The PharData class extends the Phar, and
allows creating and modifying non-executable (data) tar and zip archives even if
phar.readonly
=1 in php.ini. As such,
PharData::setAlias() and PharData::setStub()
are both disabled as the concept of alias and stub are unique to executable phar
archives.
It is important to note that when creating a Phar archive, the full path should be passed to the Phar object constructor. Relative paths will fail to initialize.
Assuming that $p
is a Phar object initialized as follows:
<?php
$p = new Phar('/path/to/myphar.phar', 0, 'myphar.phar');
?>
An empty Phar archive will be created at /path/to/myphar.phar
,
or if /path/to/myphar.phar
already exists, it will be opened
again. The literal myphar.phar
demonstrates the concept of an alias
that can be used to reference /path/to/myphar.phar
in URLs as in:
<?php
// these two calls to file_get_contents() are equivalent if
// /path/to/myphar.phar has an explicit alias of "myphar.phar"
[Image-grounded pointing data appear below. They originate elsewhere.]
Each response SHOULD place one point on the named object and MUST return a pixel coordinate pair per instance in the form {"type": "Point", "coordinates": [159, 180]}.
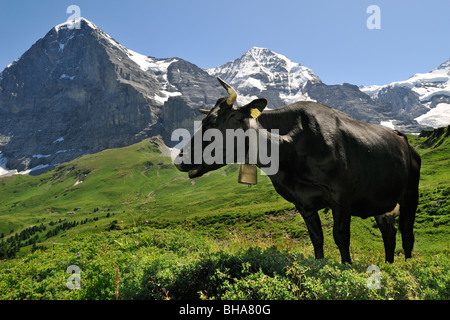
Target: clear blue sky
{"type": "Point", "coordinates": [328, 36]}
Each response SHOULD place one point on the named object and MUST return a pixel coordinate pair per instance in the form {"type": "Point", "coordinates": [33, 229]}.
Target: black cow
{"type": "Point", "coordinates": [329, 160]}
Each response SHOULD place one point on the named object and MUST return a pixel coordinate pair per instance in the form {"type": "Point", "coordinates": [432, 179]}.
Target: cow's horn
{"type": "Point", "coordinates": [231, 92]}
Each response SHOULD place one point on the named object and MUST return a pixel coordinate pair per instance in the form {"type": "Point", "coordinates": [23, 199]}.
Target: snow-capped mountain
{"type": "Point", "coordinates": [426, 96]}
{"type": "Point", "coordinates": [261, 72]}
{"type": "Point", "coordinates": [78, 91]}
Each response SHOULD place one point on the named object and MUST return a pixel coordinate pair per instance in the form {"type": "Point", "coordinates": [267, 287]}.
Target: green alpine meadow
{"type": "Point", "coordinates": [125, 224]}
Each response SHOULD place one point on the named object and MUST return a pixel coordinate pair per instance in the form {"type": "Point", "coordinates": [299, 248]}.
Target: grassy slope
{"type": "Point", "coordinates": [142, 190]}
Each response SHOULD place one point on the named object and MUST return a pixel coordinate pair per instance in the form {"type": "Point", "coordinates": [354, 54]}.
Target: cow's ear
{"type": "Point", "coordinates": [254, 108]}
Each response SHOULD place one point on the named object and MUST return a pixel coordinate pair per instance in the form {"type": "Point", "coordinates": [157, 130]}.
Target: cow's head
{"type": "Point", "coordinates": [224, 115]}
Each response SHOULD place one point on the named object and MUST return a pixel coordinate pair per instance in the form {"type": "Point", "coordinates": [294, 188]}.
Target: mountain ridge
{"type": "Point", "coordinates": [78, 91]}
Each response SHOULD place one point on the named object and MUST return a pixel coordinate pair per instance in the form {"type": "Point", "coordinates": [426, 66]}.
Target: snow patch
{"type": "Point", "coordinates": [436, 117]}
{"type": "Point", "coordinates": [388, 124]}
{"type": "Point", "coordinates": [147, 63]}
{"type": "Point", "coordinates": [40, 156]}
{"type": "Point", "coordinates": [64, 76]}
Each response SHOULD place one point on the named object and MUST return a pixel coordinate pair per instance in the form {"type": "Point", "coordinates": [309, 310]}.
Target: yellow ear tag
{"type": "Point", "coordinates": [255, 113]}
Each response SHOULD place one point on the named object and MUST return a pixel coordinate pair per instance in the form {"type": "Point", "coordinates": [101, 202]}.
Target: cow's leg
{"type": "Point", "coordinates": [388, 231]}
{"type": "Point", "coordinates": [406, 220]}
{"type": "Point", "coordinates": [341, 232]}
{"type": "Point", "coordinates": [314, 226]}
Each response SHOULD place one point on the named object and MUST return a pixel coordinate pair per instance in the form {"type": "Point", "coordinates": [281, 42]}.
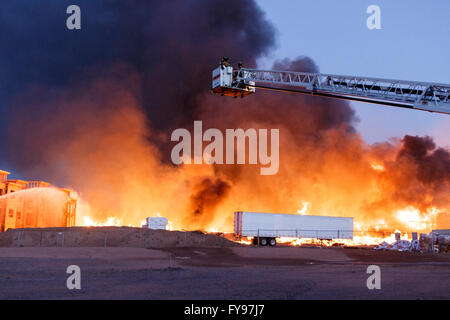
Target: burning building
{"type": "Point", "coordinates": [32, 204]}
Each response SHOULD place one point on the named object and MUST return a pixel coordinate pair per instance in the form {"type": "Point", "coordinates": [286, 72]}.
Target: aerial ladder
{"type": "Point", "coordinates": [241, 82]}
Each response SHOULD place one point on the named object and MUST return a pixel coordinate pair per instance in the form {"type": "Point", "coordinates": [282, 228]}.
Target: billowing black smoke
{"type": "Point", "coordinates": [171, 45]}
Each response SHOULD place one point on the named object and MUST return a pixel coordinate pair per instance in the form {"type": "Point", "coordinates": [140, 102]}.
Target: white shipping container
{"type": "Point", "coordinates": [156, 223]}
{"type": "Point", "coordinates": [275, 225]}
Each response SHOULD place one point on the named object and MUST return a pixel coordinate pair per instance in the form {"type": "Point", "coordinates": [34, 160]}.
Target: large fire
{"type": "Point", "coordinates": [105, 130]}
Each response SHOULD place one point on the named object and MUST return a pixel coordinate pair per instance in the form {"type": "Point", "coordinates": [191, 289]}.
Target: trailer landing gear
{"type": "Point", "coordinates": [263, 241]}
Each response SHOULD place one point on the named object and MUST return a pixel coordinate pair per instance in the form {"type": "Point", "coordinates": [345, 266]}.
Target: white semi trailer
{"type": "Point", "coordinates": [266, 227]}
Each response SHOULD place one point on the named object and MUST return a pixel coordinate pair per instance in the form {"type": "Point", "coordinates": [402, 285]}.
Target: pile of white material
{"type": "Point", "coordinates": [400, 245]}
{"type": "Point", "coordinates": [432, 242]}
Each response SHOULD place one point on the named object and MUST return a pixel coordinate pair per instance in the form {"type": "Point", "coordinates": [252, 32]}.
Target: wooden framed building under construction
{"type": "Point", "coordinates": [34, 204]}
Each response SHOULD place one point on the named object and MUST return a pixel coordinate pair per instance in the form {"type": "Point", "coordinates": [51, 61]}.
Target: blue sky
{"type": "Point", "coordinates": [413, 44]}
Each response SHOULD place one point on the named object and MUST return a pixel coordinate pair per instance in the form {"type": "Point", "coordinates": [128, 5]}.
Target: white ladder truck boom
{"type": "Point", "coordinates": [432, 97]}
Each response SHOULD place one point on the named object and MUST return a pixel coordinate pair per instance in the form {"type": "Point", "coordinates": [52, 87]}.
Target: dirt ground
{"type": "Point", "coordinates": [220, 273]}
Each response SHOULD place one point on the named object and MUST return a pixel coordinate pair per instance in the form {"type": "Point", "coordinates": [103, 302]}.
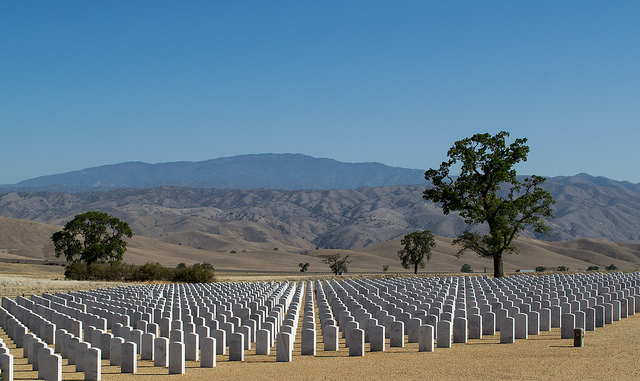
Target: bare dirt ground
{"type": "Point", "coordinates": [611, 353]}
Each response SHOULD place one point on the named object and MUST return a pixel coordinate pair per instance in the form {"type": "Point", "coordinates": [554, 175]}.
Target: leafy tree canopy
{"type": "Point", "coordinates": [487, 165]}
{"type": "Point", "coordinates": [337, 264]}
{"type": "Point", "coordinates": [92, 237]}
{"type": "Point", "coordinates": [417, 247]}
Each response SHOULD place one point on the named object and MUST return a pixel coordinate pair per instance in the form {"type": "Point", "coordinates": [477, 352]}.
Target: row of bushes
{"type": "Point", "coordinates": [197, 273]}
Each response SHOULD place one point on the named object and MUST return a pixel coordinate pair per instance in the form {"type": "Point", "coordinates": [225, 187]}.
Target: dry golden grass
{"type": "Point", "coordinates": [611, 353]}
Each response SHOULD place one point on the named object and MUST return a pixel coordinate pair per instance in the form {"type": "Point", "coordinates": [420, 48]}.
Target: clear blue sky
{"type": "Point", "coordinates": [89, 83]}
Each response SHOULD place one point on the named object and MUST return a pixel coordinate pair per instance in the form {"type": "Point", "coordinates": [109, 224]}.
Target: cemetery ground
{"type": "Point", "coordinates": [611, 352]}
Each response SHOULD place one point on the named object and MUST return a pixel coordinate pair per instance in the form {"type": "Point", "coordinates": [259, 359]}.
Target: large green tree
{"type": "Point", "coordinates": [92, 237]}
{"type": "Point", "coordinates": [417, 247]}
{"type": "Point", "coordinates": [487, 166]}
{"type": "Point", "coordinates": [337, 264]}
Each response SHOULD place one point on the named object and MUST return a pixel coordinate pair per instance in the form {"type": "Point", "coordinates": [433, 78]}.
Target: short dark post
{"type": "Point", "coordinates": [578, 337]}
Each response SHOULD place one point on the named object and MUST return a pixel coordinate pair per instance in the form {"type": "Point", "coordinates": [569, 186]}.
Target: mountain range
{"type": "Point", "coordinates": [298, 204]}
{"type": "Point", "coordinates": [270, 171]}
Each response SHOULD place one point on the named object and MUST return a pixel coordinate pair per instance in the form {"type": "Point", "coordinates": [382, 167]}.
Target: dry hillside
{"type": "Point", "coordinates": [20, 239]}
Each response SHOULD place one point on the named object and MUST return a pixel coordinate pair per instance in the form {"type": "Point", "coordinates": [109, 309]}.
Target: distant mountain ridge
{"type": "Point", "coordinates": [267, 171]}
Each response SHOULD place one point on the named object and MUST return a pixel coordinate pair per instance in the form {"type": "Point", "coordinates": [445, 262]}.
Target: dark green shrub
{"type": "Point", "coordinates": [466, 268]}
{"type": "Point", "coordinates": [194, 274]}
{"type": "Point", "coordinates": [198, 273]}
{"type": "Point", "coordinates": [76, 271]}
{"type": "Point", "coordinates": [153, 271]}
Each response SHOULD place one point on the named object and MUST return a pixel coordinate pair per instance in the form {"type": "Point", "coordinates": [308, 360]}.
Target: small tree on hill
{"type": "Point", "coordinates": [417, 247]}
{"type": "Point", "coordinates": [336, 264]}
{"type": "Point", "coordinates": [466, 268]}
{"type": "Point", "coordinates": [92, 237]}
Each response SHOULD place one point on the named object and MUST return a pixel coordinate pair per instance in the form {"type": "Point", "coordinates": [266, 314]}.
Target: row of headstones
{"type": "Point", "coordinates": [377, 322]}
{"type": "Point", "coordinates": [121, 348]}
{"type": "Point", "coordinates": [400, 291]}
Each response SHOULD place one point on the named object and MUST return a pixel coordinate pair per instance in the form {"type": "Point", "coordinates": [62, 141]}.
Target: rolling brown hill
{"type": "Point", "coordinates": [587, 208]}
{"type": "Point", "coordinates": [21, 239]}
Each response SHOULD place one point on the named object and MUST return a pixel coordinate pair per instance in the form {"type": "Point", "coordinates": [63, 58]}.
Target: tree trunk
{"type": "Point", "coordinates": [498, 269]}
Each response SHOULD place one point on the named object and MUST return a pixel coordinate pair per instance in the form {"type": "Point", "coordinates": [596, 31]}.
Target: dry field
{"type": "Point", "coordinates": [611, 353]}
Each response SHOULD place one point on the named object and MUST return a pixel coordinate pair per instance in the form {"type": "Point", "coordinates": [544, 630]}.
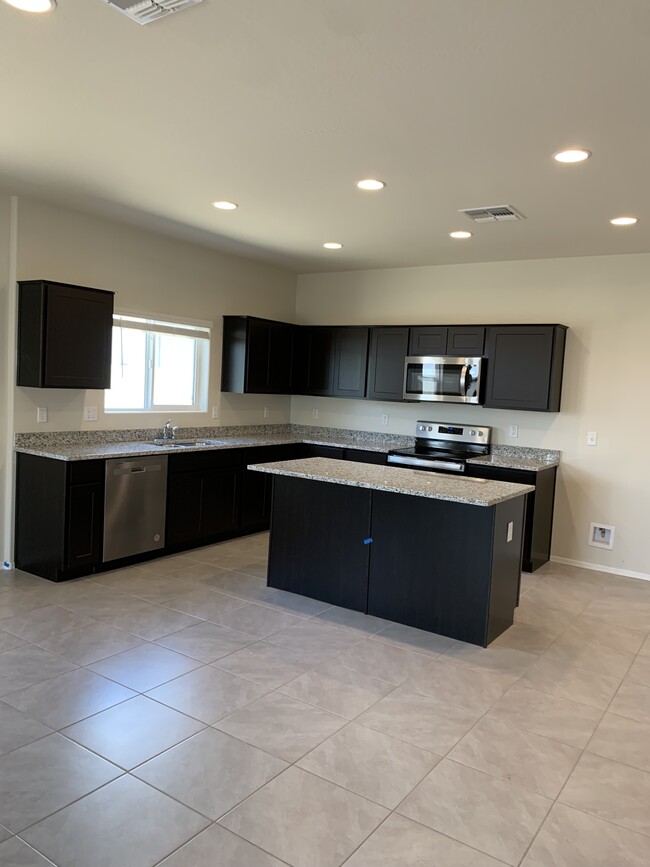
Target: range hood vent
{"type": "Point", "coordinates": [493, 214]}
{"type": "Point", "coordinates": [146, 11]}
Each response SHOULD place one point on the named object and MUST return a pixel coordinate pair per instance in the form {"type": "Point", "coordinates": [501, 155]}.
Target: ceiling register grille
{"type": "Point", "coordinates": [493, 214]}
{"type": "Point", "coordinates": [146, 11]}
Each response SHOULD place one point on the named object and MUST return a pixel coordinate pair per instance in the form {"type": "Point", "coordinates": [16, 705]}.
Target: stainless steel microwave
{"type": "Point", "coordinates": [444, 378]}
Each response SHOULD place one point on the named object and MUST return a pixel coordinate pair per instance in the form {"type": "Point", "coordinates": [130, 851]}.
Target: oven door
{"type": "Point", "coordinates": [446, 379]}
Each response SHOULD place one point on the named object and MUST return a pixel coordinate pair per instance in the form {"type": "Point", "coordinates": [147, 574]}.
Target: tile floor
{"type": "Point", "coordinates": [181, 713]}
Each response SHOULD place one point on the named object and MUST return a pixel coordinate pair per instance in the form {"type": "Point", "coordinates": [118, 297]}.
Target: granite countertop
{"type": "Point", "coordinates": [397, 480]}
{"type": "Point", "coordinates": [136, 448]}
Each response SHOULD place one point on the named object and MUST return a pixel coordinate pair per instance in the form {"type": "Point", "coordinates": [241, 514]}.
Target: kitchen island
{"type": "Point", "coordinates": [433, 551]}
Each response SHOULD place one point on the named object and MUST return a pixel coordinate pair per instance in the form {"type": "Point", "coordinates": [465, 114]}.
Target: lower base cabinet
{"type": "Point", "coordinates": [440, 566]}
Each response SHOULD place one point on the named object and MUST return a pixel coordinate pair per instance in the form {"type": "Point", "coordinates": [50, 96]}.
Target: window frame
{"type": "Point", "coordinates": [154, 325]}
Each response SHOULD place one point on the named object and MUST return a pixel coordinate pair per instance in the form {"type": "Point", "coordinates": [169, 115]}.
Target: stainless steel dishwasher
{"type": "Point", "coordinates": [135, 505]}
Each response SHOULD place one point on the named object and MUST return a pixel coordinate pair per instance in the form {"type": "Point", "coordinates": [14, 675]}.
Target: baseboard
{"type": "Point", "coordinates": [582, 564]}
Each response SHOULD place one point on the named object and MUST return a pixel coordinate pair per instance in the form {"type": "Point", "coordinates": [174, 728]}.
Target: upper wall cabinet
{"type": "Point", "coordinates": [524, 368]}
{"type": "Point", "coordinates": [388, 349]}
{"type": "Point", "coordinates": [64, 335]}
{"type": "Point", "coordinates": [459, 340]}
{"type": "Point", "coordinates": [331, 362]}
{"type": "Point", "coordinates": [257, 355]}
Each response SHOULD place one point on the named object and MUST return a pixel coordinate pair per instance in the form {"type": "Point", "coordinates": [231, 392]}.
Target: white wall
{"type": "Point", "coordinates": [605, 302]}
{"type": "Point", "coordinates": [154, 274]}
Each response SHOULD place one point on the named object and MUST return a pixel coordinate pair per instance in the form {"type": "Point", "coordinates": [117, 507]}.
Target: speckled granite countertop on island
{"type": "Point", "coordinates": [397, 480]}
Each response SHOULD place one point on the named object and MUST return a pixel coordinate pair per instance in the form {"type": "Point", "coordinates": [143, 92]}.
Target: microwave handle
{"type": "Point", "coordinates": [463, 380]}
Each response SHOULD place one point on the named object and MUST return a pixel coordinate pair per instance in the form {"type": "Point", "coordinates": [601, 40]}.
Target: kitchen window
{"type": "Point", "coordinates": [158, 365]}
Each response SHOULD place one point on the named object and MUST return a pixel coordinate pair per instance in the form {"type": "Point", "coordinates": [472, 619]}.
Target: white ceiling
{"type": "Point", "coordinates": [281, 105]}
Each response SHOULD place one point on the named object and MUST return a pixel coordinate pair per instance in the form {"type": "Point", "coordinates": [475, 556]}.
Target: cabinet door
{"type": "Point", "coordinates": [350, 362]}
{"type": "Point", "coordinates": [465, 340]}
{"type": "Point", "coordinates": [84, 525]}
{"type": "Point", "coordinates": [388, 349]}
{"type": "Point", "coordinates": [428, 340]}
{"type": "Point", "coordinates": [78, 338]}
{"type": "Point", "coordinates": [525, 367]}
{"type": "Point", "coordinates": [220, 501]}
{"type": "Point", "coordinates": [184, 506]}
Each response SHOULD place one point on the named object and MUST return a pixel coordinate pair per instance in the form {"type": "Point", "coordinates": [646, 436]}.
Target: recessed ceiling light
{"type": "Point", "coordinates": [572, 155]}
{"type": "Point", "coordinates": [371, 184]}
{"type": "Point", "coordinates": [32, 5]}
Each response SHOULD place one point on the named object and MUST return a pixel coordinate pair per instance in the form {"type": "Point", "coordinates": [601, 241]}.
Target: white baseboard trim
{"type": "Point", "coordinates": [583, 564]}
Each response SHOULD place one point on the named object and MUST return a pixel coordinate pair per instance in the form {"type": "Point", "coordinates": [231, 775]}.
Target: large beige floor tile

// in its manifest, or if the phar was initialized with the
// previous example's Phar object setup
$f = file_get_contents('phar:///path/to/myphar.phar/whatever.txt');
$f = file_get_contents('phar://myphar.phar/whatever.txt');
?>
With the newly created $p
Phar object,
the following is possible:
$a = $p['file.php']
creates a PharFileInfo
class that refers to the contents of phar://myphar.phar/file.php
$p['file.php'] = $v
creates a new file
(phar://myphar.phar/file.php
), or overwrites
an existing file within myphar.phar
. $v
can be either a string or an open file pointer, in which case the entire
contents of the file will be used to create the new file. Note that
$p->addFromString('file.php', $v)
is functionally
equivalent to the above. Also possible is to add the contents of a file
with $p->addFile('/path/to/file.php', 'file.php')
.
Lastly, an empty directory can be created with
$p->addEmptyDir('empty')
.
isset($p['file.php'])
can be used to determine
whether phar://myphar.phar/file.php
exists within
myphar.phar
.
unset($p['file.php'])
erases
phar://myphar.phar/file.php
from
myphar.phar
.
In addition, the Phar object is the only way to access Phar-specific metadata, through Phar::getMetadata(), and the only way to set or retrieve a Phar archive's PHP loader stub through Phar::getStub() and Phar::setStub(). Additionally, compression for the entire Phar archive at once can only be manipulated using the Phar class.
The full list of Phar object functionality is documented below.
The PharFileInfo class extends the SplFileInfo class, and adds several methods for manipulating Phar-specific details of a file contained within a Phar, such as manipulating compression and metadata.